O uso de agrotóxico à base do 2.4-D (derivados da composição química de sal dimetilamina do ácido 2.4 - diclorofenoxiacético) está proibido nos 289 quilômetros quadrados de Farol, município a 25 quilômetros a oeste de Campo Mourão. A proibição só vale para o período que vai de setembro a fevereiro e foi aprovada por unanimidade pela Câmara de Vereadores. Quem insistir em usar o produto será multado e processado. Pelo menos é isso que diz a lei, que deve entrar em vigor em 90 dias.

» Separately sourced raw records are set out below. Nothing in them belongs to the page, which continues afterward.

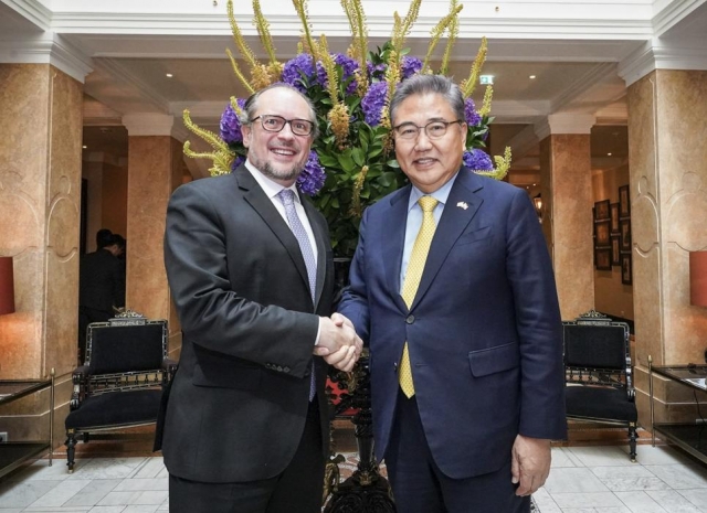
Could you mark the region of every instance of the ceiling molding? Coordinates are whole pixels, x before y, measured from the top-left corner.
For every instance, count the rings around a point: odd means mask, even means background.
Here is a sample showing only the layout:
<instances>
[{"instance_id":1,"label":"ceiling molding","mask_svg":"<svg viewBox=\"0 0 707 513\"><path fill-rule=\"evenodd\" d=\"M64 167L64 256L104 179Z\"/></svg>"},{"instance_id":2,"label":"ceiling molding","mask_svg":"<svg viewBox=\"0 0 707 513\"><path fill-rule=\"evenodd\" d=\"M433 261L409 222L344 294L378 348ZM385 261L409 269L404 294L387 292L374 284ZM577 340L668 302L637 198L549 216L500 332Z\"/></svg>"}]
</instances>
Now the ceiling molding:
<instances>
[{"instance_id":1,"label":"ceiling molding","mask_svg":"<svg viewBox=\"0 0 707 513\"><path fill-rule=\"evenodd\" d=\"M38 28L48 31L52 24L52 11L38 0L2 0L2 3L11 8L22 18Z\"/></svg>"},{"instance_id":2,"label":"ceiling molding","mask_svg":"<svg viewBox=\"0 0 707 513\"><path fill-rule=\"evenodd\" d=\"M94 67L107 73L115 84L122 86L130 86L135 92L148 104L157 107L161 113L169 111L169 101L151 85L143 82L137 76L129 73L120 63L113 58L94 58ZM88 88L89 89L89 88ZM96 99L102 100L98 94L94 94L92 90L86 90Z\"/></svg>"},{"instance_id":3,"label":"ceiling molding","mask_svg":"<svg viewBox=\"0 0 707 513\"><path fill-rule=\"evenodd\" d=\"M25 34L0 41L0 62L13 64L51 64L81 82L93 72L91 58L64 38L53 32Z\"/></svg>"},{"instance_id":4,"label":"ceiling molding","mask_svg":"<svg viewBox=\"0 0 707 513\"><path fill-rule=\"evenodd\" d=\"M619 76L627 87L655 70L707 70L707 47L647 41L619 64Z\"/></svg>"}]
</instances>

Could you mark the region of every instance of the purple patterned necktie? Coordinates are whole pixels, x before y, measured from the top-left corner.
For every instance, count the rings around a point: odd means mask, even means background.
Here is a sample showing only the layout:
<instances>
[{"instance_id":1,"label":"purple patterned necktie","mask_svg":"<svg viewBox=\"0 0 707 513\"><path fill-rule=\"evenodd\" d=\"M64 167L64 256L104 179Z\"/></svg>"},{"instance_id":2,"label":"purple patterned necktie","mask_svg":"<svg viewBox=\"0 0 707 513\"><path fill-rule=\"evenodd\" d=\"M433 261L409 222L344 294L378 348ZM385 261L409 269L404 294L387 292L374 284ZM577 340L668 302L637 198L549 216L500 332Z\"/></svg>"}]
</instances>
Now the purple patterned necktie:
<instances>
[{"instance_id":1,"label":"purple patterned necktie","mask_svg":"<svg viewBox=\"0 0 707 513\"><path fill-rule=\"evenodd\" d=\"M283 189L277 193L279 201L285 205L285 214L287 215L287 222L289 223L289 229L295 235L297 243L299 244L299 250L302 252L302 257L305 260L305 266L307 267L307 278L309 279L309 292L312 293L312 301L315 299L315 288L317 284L317 263L314 258L314 250L312 249L312 244L309 243L309 237L307 236L307 232L305 231L302 221L299 221L299 216L297 215L297 211L295 210L295 193L292 189ZM314 398L314 395L317 391L315 376L314 376L314 362L312 364L312 380L309 383L309 400Z\"/></svg>"}]
</instances>

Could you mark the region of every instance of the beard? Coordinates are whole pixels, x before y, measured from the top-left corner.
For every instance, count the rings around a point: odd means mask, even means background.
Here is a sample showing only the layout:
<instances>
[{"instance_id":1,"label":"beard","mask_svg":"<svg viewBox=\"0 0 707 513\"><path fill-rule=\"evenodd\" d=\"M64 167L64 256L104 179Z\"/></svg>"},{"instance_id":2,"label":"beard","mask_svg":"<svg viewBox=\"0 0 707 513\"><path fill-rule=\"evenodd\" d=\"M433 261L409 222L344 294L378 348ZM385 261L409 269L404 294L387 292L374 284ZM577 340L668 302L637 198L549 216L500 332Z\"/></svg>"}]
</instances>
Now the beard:
<instances>
[{"instance_id":1,"label":"beard","mask_svg":"<svg viewBox=\"0 0 707 513\"><path fill-rule=\"evenodd\" d=\"M299 173L302 173L302 171L305 169L305 164L307 163L306 161L303 161L303 162L293 164L292 168L275 169L266 160L261 160L253 154L249 154L249 159L251 160L251 163L255 165L255 168L257 168L257 170L268 179L274 181L286 181L286 182L291 180L296 180L297 177L299 177Z\"/></svg>"}]
</instances>

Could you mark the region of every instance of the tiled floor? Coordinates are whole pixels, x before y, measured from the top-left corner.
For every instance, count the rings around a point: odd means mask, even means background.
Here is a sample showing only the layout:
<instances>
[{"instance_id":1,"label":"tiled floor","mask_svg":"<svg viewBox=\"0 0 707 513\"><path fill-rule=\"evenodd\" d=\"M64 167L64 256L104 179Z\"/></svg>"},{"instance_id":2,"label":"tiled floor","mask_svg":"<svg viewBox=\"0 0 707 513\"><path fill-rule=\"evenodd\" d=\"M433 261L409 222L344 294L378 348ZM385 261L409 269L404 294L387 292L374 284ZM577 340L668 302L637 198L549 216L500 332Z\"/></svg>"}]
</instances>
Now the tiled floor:
<instances>
[{"instance_id":1,"label":"tiled floor","mask_svg":"<svg viewBox=\"0 0 707 513\"><path fill-rule=\"evenodd\" d=\"M667 447L553 447L552 471L535 499L541 513L707 513L707 467ZM0 482L0 513L168 511L161 458L84 458L66 473L39 460ZM296 512L293 512L296 513Z\"/></svg>"}]
</instances>

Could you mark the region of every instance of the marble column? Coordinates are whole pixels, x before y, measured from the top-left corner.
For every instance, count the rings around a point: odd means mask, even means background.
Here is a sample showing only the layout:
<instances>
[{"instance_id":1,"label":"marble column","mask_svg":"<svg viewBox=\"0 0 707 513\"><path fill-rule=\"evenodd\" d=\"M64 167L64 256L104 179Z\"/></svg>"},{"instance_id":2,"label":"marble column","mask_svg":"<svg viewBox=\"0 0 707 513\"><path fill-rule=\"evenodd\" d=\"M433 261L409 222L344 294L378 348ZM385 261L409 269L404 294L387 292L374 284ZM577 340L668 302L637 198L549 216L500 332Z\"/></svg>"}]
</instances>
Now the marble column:
<instances>
[{"instance_id":1,"label":"marble column","mask_svg":"<svg viewBox=\"0 0 707 513\"><path fill-rule=\"evenodd\" d=\"M594 308L590 130L593 116L557 114L540 139L542 232L555 268L562 319Z\"/></svg>"},{"instance_id":2,"label":"marble column","mask_svg":"<svg viewBox=\"0 0 707 513\"><path fill-rule=\"evenodd\" d=\"M0 378L53 367L67 383L59 407L77 357L83 84L50 64L0 64L0 255L13 257L15 290L15 313L0 318ZM44 429L8 423L14 439Z\"/></svg>"},{"instance_id":3,"label":"marble column","mask_svg":"<svg viewBox=\"0 0 707 513\"><path fill-rule=\"evenodd\" d=\"M644 426L648 355L655 365L705 361L707 309L689 304L688 281L689 252L707 249L705 98L706 71L657 70L629 87L636 387ZM675 420L694 403L688 391L669 388L657 381L656 420Z\"/></svg>"},{"instance_id":4,"label":"marble column","mask_svg":"<svg viewBox=\"0 0 707 513\"><path fill-rule=\"evenodd\" d=\"M181 348L180 325L165 271L162 238L167 203L182 183L182 145L172 137L173 118L130 115L128 129L127 308L148 319L167 319L170 354Z\"/></svg>"}]
</instances>

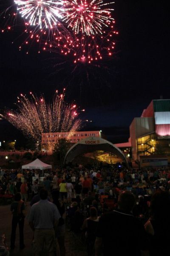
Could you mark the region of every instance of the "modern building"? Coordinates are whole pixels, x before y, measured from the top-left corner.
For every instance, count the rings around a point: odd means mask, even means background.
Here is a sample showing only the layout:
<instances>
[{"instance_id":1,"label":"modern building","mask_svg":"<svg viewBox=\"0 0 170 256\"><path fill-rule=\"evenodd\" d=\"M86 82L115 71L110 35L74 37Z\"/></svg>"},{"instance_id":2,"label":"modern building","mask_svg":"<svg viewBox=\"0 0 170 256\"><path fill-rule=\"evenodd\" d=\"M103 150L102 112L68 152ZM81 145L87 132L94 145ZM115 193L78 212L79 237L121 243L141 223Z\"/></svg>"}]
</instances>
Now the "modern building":
<instances>
[{"instance_id":1,"label":"modern building","mask_svg":"<svg viewBox=\"0 0 170 256\"><path fill-rule=\"evenodd\" d=\"M74 132L53 132L42 133L42 147L45 145L52 145L57 142L59 139L65 138L71 143L77 143L80 140L88 137L102 137L102 133L100 131L74 131Z\"/></svg>"},{"instance_id":2,"label":"modern building","mask_svg":"<svg viewBox=\"0 0 170 256\"><path fill-rule=\"evenodd\" d=\"M132 159L153 154L170 156L170 99L153 100L130 126L130 138L119 148L131 147Z\"/></svg>"}]
</instances>

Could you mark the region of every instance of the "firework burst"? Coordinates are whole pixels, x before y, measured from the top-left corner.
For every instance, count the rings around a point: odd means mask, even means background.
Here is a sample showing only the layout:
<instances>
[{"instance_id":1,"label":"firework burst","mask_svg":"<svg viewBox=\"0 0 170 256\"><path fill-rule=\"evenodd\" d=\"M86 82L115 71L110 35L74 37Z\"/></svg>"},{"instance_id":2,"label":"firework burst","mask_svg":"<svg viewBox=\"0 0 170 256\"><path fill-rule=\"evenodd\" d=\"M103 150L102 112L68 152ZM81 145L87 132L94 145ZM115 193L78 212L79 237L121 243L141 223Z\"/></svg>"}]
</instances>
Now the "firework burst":
<instances>
[{"instance_id":1,"label":"firework burst","mask_svg":"<svg viewBox=\"0 0 170 256\"><path fill-rule=\"evenodd\" d=\"M114 20L111 16L113 9L108 8L113 3L104 3L101 0L66 0L62 8L62 20L76 34L102 34L103 27L108 27Z\"/></svg>"},{"instance_id":2,"label":"firework burst","mask_svg":"<svg viewBox=\"0 0 170 256\"><path fill-rule=\"evenodd\" d=\"M63 5L60 0L15 0L17 11L22 17L28 20L31 26L40 29L52 28L56 26L60 14L60 7Z\"/></svg>"},{"instance_id":3,"label":"firework burst","mask_svg":"<svg viewBox=\"0 0 170 256\"><path fill-rule=\"evenodd\" d=\"M31 99L21 94L18 97L16 111L6 111L4 117L27 137L40 140L42 133L73 132L78 130L81 120L74 104L64 101L64 93L57 93L52 102L40 99L31 93Z\"/></svg>"}]
</instances>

Ela prevê multas de R$ 100,00 a R$ 1 mil por hectare aos produtores que forem flagrados fazendo uso do herbicida.
‘‘Tivemos total apoio dos pequenos produtores rurais do município’’, explica o autor do projeto, o presidente da Câmara, Irineu Garcia Silveira (PSDB). ‘‘A aplicação do 2.4-D tem causado prejuízos irreversíveis aos pequenos produtores que cultivam tomate, feijão, algodão, mandioca e hortifrutigranjeiros em geral’’, ressalta o vereador. A lei aprovada diz que a fiscalização do uso do produto será feita pelo Serviço de Saneamento e Vigilância Sanitária da Prefeitura e que os casos constatados deverão ser levados para o Ministério Público.

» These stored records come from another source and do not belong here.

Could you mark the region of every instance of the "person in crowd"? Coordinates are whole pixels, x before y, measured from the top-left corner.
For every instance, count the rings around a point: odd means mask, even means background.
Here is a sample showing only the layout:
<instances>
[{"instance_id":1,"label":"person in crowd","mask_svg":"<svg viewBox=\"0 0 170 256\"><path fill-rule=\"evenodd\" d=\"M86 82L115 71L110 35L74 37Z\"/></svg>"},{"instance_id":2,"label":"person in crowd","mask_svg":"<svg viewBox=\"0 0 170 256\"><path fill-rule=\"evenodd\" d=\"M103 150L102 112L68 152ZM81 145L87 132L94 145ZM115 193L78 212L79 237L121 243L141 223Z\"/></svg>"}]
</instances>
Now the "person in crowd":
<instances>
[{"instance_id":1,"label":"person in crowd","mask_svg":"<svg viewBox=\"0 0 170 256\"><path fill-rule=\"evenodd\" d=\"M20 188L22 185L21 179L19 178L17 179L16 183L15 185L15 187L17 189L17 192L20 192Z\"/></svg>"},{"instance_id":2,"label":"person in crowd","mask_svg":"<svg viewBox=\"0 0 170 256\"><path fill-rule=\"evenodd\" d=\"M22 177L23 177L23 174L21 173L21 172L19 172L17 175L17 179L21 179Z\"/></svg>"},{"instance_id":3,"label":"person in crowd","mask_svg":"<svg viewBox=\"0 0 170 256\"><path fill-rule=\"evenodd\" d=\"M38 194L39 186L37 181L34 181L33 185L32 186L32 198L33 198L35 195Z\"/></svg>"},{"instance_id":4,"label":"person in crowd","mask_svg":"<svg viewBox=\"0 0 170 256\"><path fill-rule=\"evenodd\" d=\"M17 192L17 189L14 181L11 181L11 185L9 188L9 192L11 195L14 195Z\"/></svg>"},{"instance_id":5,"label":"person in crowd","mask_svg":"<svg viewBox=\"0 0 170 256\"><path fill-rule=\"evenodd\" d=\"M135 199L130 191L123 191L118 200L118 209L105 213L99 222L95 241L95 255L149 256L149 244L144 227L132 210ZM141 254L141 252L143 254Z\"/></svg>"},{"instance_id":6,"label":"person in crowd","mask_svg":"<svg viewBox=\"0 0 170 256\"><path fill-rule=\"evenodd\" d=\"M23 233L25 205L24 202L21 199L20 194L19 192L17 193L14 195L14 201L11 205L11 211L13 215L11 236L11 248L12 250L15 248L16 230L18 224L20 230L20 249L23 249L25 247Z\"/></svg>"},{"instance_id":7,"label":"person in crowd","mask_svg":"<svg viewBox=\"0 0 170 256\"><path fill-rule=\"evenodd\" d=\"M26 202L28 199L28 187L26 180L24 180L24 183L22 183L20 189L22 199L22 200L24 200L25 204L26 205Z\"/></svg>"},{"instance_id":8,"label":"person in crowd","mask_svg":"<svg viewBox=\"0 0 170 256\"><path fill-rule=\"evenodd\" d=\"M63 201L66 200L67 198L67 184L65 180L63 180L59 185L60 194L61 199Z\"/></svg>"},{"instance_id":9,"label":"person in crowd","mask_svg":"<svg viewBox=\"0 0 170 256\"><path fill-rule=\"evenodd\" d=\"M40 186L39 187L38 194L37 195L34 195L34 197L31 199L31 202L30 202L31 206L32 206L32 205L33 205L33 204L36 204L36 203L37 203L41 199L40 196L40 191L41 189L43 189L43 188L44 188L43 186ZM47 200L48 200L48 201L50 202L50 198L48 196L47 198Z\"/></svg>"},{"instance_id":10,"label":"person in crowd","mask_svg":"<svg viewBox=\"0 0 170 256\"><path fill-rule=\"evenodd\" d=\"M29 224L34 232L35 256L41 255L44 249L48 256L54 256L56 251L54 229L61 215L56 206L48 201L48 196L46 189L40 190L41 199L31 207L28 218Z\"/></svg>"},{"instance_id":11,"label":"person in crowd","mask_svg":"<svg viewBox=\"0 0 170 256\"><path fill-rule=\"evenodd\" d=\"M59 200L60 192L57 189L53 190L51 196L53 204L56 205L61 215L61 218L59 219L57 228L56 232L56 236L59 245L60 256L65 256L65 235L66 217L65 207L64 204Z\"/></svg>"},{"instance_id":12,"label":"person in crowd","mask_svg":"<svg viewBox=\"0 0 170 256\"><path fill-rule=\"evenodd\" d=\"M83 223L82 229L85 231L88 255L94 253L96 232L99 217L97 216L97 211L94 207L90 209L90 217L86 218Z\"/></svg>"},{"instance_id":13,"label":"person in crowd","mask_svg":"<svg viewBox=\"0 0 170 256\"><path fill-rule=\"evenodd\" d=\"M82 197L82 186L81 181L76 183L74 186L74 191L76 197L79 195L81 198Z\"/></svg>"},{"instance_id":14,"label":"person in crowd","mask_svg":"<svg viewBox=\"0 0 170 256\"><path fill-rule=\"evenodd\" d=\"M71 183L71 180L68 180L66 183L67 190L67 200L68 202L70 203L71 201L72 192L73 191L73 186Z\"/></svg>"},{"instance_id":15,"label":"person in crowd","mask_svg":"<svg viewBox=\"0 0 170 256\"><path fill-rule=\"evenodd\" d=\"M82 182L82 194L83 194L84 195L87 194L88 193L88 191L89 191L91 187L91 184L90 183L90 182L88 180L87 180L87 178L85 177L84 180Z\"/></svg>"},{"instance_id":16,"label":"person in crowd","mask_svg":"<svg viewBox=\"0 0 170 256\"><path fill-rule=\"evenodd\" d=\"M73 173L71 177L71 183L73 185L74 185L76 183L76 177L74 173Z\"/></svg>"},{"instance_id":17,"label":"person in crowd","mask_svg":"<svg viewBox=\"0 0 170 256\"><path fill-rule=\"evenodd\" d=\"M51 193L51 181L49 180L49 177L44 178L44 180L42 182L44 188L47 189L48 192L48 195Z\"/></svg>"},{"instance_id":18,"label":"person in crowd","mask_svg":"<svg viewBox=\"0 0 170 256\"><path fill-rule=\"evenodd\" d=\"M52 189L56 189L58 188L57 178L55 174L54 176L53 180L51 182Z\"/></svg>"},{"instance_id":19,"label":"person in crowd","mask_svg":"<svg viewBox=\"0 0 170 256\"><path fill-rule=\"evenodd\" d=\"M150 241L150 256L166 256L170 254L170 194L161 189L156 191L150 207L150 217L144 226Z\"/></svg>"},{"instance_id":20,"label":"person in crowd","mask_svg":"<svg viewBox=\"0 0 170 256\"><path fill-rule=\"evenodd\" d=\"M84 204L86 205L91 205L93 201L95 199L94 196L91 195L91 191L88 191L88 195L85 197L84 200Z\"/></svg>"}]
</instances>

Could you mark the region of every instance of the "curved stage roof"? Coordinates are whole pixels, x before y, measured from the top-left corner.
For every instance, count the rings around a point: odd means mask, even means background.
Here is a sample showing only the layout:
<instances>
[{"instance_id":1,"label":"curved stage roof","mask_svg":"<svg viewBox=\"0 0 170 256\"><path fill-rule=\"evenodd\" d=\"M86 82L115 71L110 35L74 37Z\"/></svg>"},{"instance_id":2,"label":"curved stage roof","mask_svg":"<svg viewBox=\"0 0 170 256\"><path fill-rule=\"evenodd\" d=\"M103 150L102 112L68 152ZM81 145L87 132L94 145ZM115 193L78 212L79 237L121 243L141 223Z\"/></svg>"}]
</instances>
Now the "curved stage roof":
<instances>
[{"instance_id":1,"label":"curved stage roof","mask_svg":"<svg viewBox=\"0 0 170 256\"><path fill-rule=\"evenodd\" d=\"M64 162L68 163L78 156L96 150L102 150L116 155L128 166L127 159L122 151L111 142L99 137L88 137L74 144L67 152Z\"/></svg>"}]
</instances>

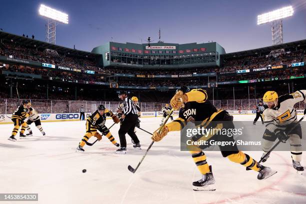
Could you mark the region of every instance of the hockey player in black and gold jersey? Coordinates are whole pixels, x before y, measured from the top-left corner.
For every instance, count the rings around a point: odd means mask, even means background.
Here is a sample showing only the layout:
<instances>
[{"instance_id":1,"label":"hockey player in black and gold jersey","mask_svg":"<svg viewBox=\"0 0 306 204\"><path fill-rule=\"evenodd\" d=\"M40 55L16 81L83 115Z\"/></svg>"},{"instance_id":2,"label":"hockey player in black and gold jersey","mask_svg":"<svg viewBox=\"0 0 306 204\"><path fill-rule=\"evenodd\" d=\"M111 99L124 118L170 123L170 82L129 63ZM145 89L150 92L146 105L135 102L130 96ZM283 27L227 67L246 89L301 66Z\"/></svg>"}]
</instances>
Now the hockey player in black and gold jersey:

Segundo Silveira, o objetivo é fazer com que a promotoria tome as providências que achar necessárias para reparação do dano ambiental que tenha ocorrido devido à aplicação do 2.4-D. A lei também dá direito a uma cópia do laudo aos produtores prejudicados, para que eles possam promover ações de ressarcimento civil pelos danos. De acordo com o Núcleo Regional da Secretaria de Estado da Agricultura (Seab), a região de Campo Mourão consome anualmente cerca de 300 mil litros de herbicidas à base de 2.4-D. No Paraná, são 1,5 milhão de litros por ano.
Existem no mercado sete marcas de herbicidas à base do 2.4-D, fabricadas por cinco indústrias. O uso do produto é considerado alto na região para o combate de ervas daninhas de folhas largas em áreas de cultivo, porque é tido como ‘‘barato e eficiente’’. Seu principal emprego é no plantio direto de trigo, milho e soja. Dependendo das condições do vento e da umidade do ar, no entanto, o 2.4-D pode causar sérios lavouras de algodão e hortaliças cultivadas em propriedades vizinhas que cultivam outras culturas.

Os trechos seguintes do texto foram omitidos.